When it comes to the value of a customer base, that ‘power’ exists on a continuum. On one side, there are transactional businesses where the customer must be re-acquired each transaction (eg. clothing and apparel). The value of the existing customer base here is relatively low since the business has to start higher up the marketing funnel before each interaction.

On the other side, there are relationship-based businesses where there is some sort of ongoing interaction model with the customer (eg. family doctors). Existing customer bases are extremely valuable assets in these types of industries, where average customer lifetimes are high and customer churn rates are low.

Most industries and businesses fall somewhere in between. The competitive financial services categories (banking, wealth management) tend to fall more on the relationship-based side. As a result, in those domains, the existing customer base is an incredibly valuable asset.
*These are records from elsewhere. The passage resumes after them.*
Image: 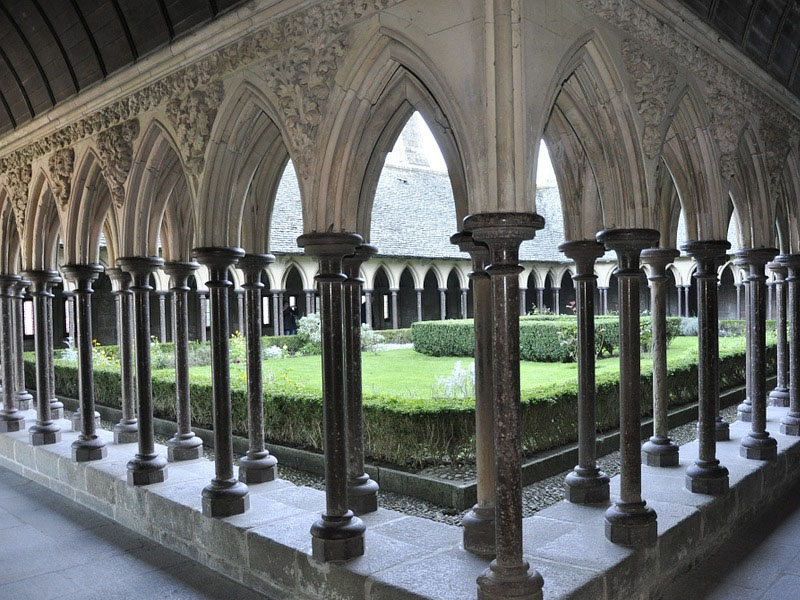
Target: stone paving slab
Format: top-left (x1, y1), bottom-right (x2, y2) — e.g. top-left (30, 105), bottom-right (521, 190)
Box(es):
top-left (0, 408), bottom-right (800, 600)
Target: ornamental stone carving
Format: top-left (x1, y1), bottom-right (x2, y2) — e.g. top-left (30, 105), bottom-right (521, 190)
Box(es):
top-left (47, 148), bottom-right (75, 206)
top-left (167, 81), bottom-right (225, 175)
top-left (97, 119), bottom-right (139, 207)
top-left (622, 39), bottom-right (678, 158)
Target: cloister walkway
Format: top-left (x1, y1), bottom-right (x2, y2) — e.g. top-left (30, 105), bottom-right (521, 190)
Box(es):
top-left (0, 467), bottom-right (270, 600)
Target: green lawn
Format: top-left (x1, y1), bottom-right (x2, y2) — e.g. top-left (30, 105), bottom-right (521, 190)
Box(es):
top-left (192, 337), bottom-right (743, 397)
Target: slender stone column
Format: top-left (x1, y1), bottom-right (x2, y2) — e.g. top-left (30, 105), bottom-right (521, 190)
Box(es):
top-left (389, 289), bottom-right (400, 329)
top-left (194, 248), bottom-right (250, 517)
top-left (156, 290), bottom-right (167, 343)
top-left (239, 254), bottom-right (278, 484)
top-left (164, 262), bottom-right (203, 462)
top-left (597, 229), bottom-right (659, 546)
top-left (683, 240), bottom-right (731, 495)
top-left (767, 257), bottom-right (789, 406)
top-left (464, 213), bottom-right (544, 600)
top-left (342, 244), bottom-right (380, 515)
top-left (558, 240), bottom-right (609, 504)
top-left (13, 279), bottom-right (33, 410)
top-left (197, 292), bottom-right (208, 342)
top-left (450, 231), bottom-right (495, 557)
top-left (23, 271), bottom-right (61, 446)
top-left (736, 248), bottom-right (778, 460)
top-left (778, 254), bottom-right (800, 436)
top-left (106, 267), bottom-right (139, 444)
top-left (297, 233), bottom-right (365, 562)
top-left (0, 274), bottom-right (25, 433)
top-left (642, 248), bottom-right (680, 467)
top-left (117, 256), bottom-right (167, 485)
top-left (62, 264), bottom-right (106, 462)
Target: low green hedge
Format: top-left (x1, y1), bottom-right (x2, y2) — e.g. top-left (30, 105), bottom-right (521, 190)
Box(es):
top-left (25, 340), bottom-right (775, 467)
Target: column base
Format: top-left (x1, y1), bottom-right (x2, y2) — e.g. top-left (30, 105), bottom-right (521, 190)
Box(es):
top-left (461, 504), bottom-right (496, 558)
top-left (739, 432), bottom-right (778, 460)
top-left (686, 460), bottom-right (728, 496)
top-left (311, 510), bottom-right (366, 562)
top-left (642, 436), bottom-right (680, 467)
top-left (769, 387), bottom-right (789, 408)
top-left (167, 433), bottom-right (203, 462)
top-left (714, 417), bottom-right (731, 442)
top-left (239, 451), bottom-right (278, 485)
top-left (113, 420), bottom-right (139, 444)
top-left (72, 436), bottom-right (106, 462)
top-left (203, 479), bottom-right (250, 518)
top-left (347, 473), bottom-right (379, 515)
top-left (478, 560), bottom-right (544, 600)
top-left (564, 467), bottom-right (611, 504)
top-left (606, 501), bottom-right (658, 548)
top-left (781, 413), bottom-right (800, 437)
top-left (0, 414), bottom-right (25, 433)
top-left (128, 454), bottom-right (167, 486)
top-left (736, 400), bottom-right (753, 423)
top-left (28, 421), bottom-right (61, 446)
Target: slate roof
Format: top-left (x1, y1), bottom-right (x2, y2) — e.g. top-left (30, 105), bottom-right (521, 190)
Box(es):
top-left (270, 163), bottom-right (567, 262)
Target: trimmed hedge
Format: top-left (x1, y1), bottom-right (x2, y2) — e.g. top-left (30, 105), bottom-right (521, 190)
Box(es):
top-left (25, 332), bottom-right (776, 467)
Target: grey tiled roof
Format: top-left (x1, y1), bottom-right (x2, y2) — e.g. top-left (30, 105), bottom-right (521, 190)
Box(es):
top-left (270, 163), bottom-right (565, 262)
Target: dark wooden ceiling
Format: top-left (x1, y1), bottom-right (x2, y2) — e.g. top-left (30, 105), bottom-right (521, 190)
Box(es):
top-left (680, 0), bottom-right (800, 98)
top-left (0, 0), bottom-right (247, 135)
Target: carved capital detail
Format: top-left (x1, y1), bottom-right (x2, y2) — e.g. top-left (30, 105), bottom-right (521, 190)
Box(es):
top-left (47, 148), bottom-right (75, 206)
top-left (622, 39), bottom-right (678, 158)
top-left (167, 81), bottom-right (225, 175)
top-left (97, 119), bottom-right (139, 207)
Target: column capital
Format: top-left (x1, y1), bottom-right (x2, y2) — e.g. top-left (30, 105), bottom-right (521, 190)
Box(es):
top-left (597, 229), bottom-right (661, 277)
top-left (558, 240), bottom-right (606, 279)
top-left (342, 244), bottom-right (378, 284)
top-left (61, 263), bottom-right (104, 292)
top-left (163, 261), bottom-right (200, 292)
top-left (192, 247), bottom-right (244, 287)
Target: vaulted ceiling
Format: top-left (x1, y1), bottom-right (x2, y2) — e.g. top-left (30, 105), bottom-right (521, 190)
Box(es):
top-left (680, 0), bottom-right (800, 97)
top-left (0, 0), bottom-right (246, 135)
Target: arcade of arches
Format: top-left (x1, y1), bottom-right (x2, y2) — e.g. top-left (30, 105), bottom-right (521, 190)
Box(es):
top-left (0, 0), bottom-right (800, 600)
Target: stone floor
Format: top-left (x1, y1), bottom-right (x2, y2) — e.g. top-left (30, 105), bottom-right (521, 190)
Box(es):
top-left (0, 467), bottom-right (276, 600)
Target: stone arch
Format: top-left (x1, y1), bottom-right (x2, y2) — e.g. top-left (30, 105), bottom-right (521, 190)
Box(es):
top-left (196, 81), bottom-right (294, 252)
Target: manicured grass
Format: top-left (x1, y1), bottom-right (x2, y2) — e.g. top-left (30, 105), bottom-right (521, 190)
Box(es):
top-left (191, 337), bottom-right (743, 397)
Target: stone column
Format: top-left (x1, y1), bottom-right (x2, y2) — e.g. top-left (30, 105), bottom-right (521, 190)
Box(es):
top-left (164, 262), bottom-right (203, 462)
top-left (778, 254), bottom-right (800, 436)
top-left (683, 240), bottom-right (731, 495)
top-left (156, 291), bottom-right (168, 343)
top-left (464, 213), bottom-right (544, 600)
top-left (239, 254), bottom-right (278, 484)
top-left (297, 233), bottom-right (365, 562)
top-left (0, 274), bottom-right (25, 433)
top-left (597, 229), bottom-right (659, 546)
top-left (767, 257), bottom-right (789, 406)
top-left (450, 231), bottom-right (495, 557)
top-left (642, 248), bottom-right (680, 467)
top-left (736, 248), bottom-right (778, 460)
top-left (197, 292), bottom-right (208, 342)
top-left (389, 289), bottom-right (400, 329)
top-left (558, 240), bottom-right (609, 504)
top-left (23, 271), bottom-right (61, 446)
top-left (106, 267), bottom-right (139, 444)
top-left (13, 279), bottom-right (33, 410)
top-left (342, 244), bottom-right (380, 515)
top-left (117, 256), bottom-right (167, 485)
top-left (62, 264), bottom-right (106, 462)
top-left (194, 248), bottom-right (250, 517)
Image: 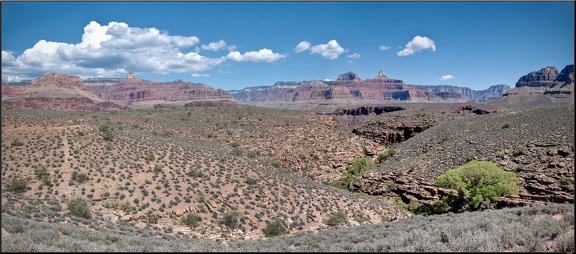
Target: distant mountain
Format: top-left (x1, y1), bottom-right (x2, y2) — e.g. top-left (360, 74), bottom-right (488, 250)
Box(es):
top-left (418, 84), bottom-right (511, 102)
top-left (2, 73), bottom-right (236, 110)
top-left (2, 73), bottom-right (122, 111)
top-left (490, 64), bottom-right (574, 107)
top-left (228, 71), bottom-right (510, 112)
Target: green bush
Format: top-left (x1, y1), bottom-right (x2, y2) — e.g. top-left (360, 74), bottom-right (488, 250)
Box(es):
top-left (188, 166), bottom-right (204, 178)
top-left (223, 211), bottom-right (240, 228)
top-left (264, 221), bottom-right (288, 237)
top-left (324, 210), bottom-right (348, 227)
top-left (11, 138), bottom-right (24, 146)
top-left (7, 177), bottom-right (28, 192)
top-left (436, 161), bottom-right (520, 210)
top-left (376, 147), bottom-right (396, 162)
top-left (182, 213), bottom-right (202, 229)
top-left (514, 146), bottom-right (527, 156)
top-left (329, 157), bottom-right (376, 189)
top-left (98, 124), bottom-right (114, 141)
top-left (68, 198), bottom-right (92, 219)
top-left (245, 177), bottom-right (258, 185)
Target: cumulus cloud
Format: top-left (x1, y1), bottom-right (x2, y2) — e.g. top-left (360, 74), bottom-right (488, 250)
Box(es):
top-left (294, 41), bottom-right (310, 53)
top-left (201, 40), bottom-right (226, 51)
top-left (348, 53), bottom-right (360, 63)
top-left (226, 48), bottom-right (286, 63)
top-left (397, 35), bottom-right (436, 56)
top-left (294, 40), bottom-right (348, 60)
top-left (2, 21), bottom-right (284, 81)
top-left (380, 45), bottom-right (390, 50)
top-left (440, 74), bottom-right (456, 80)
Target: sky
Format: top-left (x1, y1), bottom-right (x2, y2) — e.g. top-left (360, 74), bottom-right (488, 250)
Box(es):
top-left (1, 1), bottom-right (574, 90)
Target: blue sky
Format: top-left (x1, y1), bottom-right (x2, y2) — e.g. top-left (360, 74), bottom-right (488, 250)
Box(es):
top-left (1, 2), bottom-right (574, 90)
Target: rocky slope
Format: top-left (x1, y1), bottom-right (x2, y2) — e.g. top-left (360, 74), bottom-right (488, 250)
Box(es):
top-left (349, 105), bottom-right (574, 205)
top-left (489, 64), bottom-right (574, 108)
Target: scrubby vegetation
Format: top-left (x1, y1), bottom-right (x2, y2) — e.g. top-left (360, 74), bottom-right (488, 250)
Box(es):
top-left (2, 204), bottom-right (574, 253)
top-left (436, 161), bottom-right (520, 211)
top-left (1, 102), bottom-right (573, 251)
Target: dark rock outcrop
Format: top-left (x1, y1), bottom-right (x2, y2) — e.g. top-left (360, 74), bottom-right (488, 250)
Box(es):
top-left (184, 100), bottom-right (237, 108)
top-left (516, 66), bottom-right (558, 87)
top-left (454, 105), bottom-right (495, 115)
top-left (492, 64), bottom-right (574, 107)
top-left (333, 106), bottom-right (406, 116)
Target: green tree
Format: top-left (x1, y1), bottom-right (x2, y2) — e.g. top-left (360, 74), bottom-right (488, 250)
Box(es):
top-left (6, 177), bottom-right (28, 192)
top-left (436, 161), bottom-right (520, 210)
top-left (182, 213), bottom-right (202, 229)
top-left (264, 221), bottom-right (288, 237)
top-left (329, 157), bottom-right (376, 189)
top-left (68, 198), bottom-right (92, 219)
top-left (223, 211), bottom-right (240, 228)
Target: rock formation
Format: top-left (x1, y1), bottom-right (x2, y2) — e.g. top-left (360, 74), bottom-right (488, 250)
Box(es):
top-left (229, 71), bottom-right (468, 112)
top-left (2, 73), bottom-right (235, 110)
top-left (2, 73), bottom-right (125, 111)
top-left (491, 64), bottom-right (574, 107)
top-left (98, 73), bottom-right (234, 105)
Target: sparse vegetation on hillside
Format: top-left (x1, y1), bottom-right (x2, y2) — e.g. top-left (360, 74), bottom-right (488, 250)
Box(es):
top-left (324, 210), bottom-right (348, 227)
top-left (436, 161), bottom-right (520, 210)
top-left (68, 198), bottom-right (92, 219)
top-left (2, 204), bottom-right (574, 253)
top-left (264, 221), bottom-right (288, 237)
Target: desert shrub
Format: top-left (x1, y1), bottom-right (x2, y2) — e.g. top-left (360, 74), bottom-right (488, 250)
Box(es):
top-left (68, 198), bottom-right (92, 219)
top-left (188, 166), bottom-right (204, 178)
top-left (245, 177), bottom-right (258, 185)
top-left (514, 146), bottom-right (527, 156)
top-left (560, 176), bottom-right (574, 185)
top-left (98, 124), bottom-right (114, 141)
top-left (182, 213), bottom-right (202, 229)
top-left (6, 177), bottom-right (28, 192)
top-left (120, 201), bottom-right (133, 214)
top-left (222, 211), bottom-right (240, 228)
top-left (264, 221), bottom-right (288, 237)
top-left (435, 161), bottom-right (520, 210)
top-left (324, 210), bottom-right (348, 227)
top-left (11, 138), bottom-right (24, 146)
top-left (329, 157), bottom-right (376, 189)
top-left (376, 147), bottom-right (396, 162)
top-left (72, 171), bottom-right (88, 183)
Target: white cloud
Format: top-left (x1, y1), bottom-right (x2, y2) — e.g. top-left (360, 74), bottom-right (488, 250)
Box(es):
top-left (2, 21), bottom-right (285, 81)
top-left (380, 45), bottom-right (390, 50)
top-left (397, 35), bottom-right (436, 56)
top-left (294, 40), bottom-right (348, 60)
top-left (226, 48), bottom-right (286, 63)
top-left (440, 74), bottom-right (456, 80)
top-left (348, 53), bottom-right (361, 59)
top-left (348, 53), bottom-right (360, 63)
top-left (294, 41), bottom-right (310, 53)
top-left (201, 40), bottom-right (226, 51)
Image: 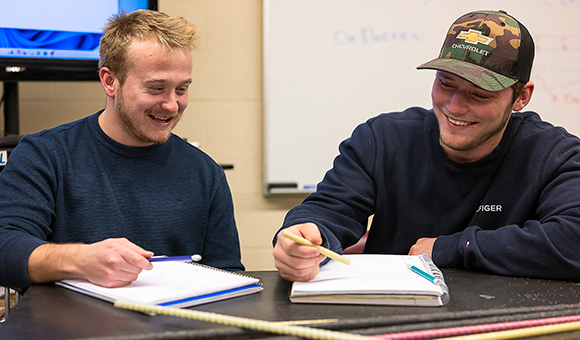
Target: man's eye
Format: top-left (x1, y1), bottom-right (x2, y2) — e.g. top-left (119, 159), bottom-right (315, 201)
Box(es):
top-left (440, 80), bottom-right (451, 87)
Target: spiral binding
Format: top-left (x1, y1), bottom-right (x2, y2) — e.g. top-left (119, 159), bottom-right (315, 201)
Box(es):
top-left (185, 261), bottom-right (262, 285)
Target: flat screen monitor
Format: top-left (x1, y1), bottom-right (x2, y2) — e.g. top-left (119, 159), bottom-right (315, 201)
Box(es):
top-left (0, 0), bottom-right (157, 81)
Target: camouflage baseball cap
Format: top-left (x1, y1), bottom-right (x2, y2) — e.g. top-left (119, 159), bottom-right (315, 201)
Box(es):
top-left (417, 11), bottom-right (534, 91)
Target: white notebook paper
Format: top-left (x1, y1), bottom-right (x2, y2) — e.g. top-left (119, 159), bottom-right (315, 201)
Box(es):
top-left (56, 261), bottom-right (263, 307)
top-left (290, 254), bottom-right (449, 306)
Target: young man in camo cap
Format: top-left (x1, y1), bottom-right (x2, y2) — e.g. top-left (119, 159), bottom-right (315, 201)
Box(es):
top-left (273, 11), bottom-right (580, 281)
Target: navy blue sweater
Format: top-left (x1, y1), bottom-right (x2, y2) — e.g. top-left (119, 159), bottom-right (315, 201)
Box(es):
top-left (283, 108), bottom-right (580, 279)
top-left (0, 113), bottom-right (244, 288)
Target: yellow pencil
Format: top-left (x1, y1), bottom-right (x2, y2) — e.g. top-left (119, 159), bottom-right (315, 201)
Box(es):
top-left (282, 230), bottom-right (350, 264)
Two Generic Strategies, One Path to Progress

So, if the comfort factor blocks the efficiency feedback loop from turning, and customer bases are relatively static, then what strategy will work for firms looking to breakthrough in the industry.

Back to Strategy 101, Michael Porter defined his three generic strategies around two competitive advantages: low cost or differentiation.

Source: Here

Those two choices give you the answer… to get ahead, you must DIFFERENTIATE. You must do something different.

But what qualifies as different? Differentiation in financial services is not easy. As mentioned already, the function and form factor of most financial services has not changed for many years. Look at the market and you’ll likely see a lot of strategic beta out there. While there are multiple thought pieces that could come out of this topic alone, we’ll save them for another day (or read Strategic Alpha, Strategic Beta: Winning by Escaping the Obvious for more).

Don’t Solve the Wrong Problem

The conclusion here is that cost-leadership is NOT necessarily a great strategy for relationship-based retail financial services thanks to the ‘comfort factor’ and the inertia it produces. While likely value-creating for the customer, cost/efficiency benefits may not be enough of a hook to generate the activation energy needed to switch providers.

I hate to pick on individual articles, but there was a piece published in Venture Beat last week that crowned stablecoins as the future of ecommerce payments.

In a not-too-distant future, stablecoins can become the primary means for both online and in-person transactions… With digital assets, users seamlessly connect their wallets to their browsers and can pay instantly with the available funds. Integrating digital asset payment options will make purchases a seamless extension of the online shopping experience.

I don’t know about you, but my online shopping experiences are pretty seamless already today. Is the marginal improvement that stablecoins might provide one day enough of a benefit to overcome the comfort factor that surround today’s online payment options (namely, credit cards and digital wallets)?

Efficiency can help, but often, it is not adequate on its own.

If cost is not a material customer problem to begin with, then perhaps putting effort/time/resources into a low-cost approach is solving the wrong problem.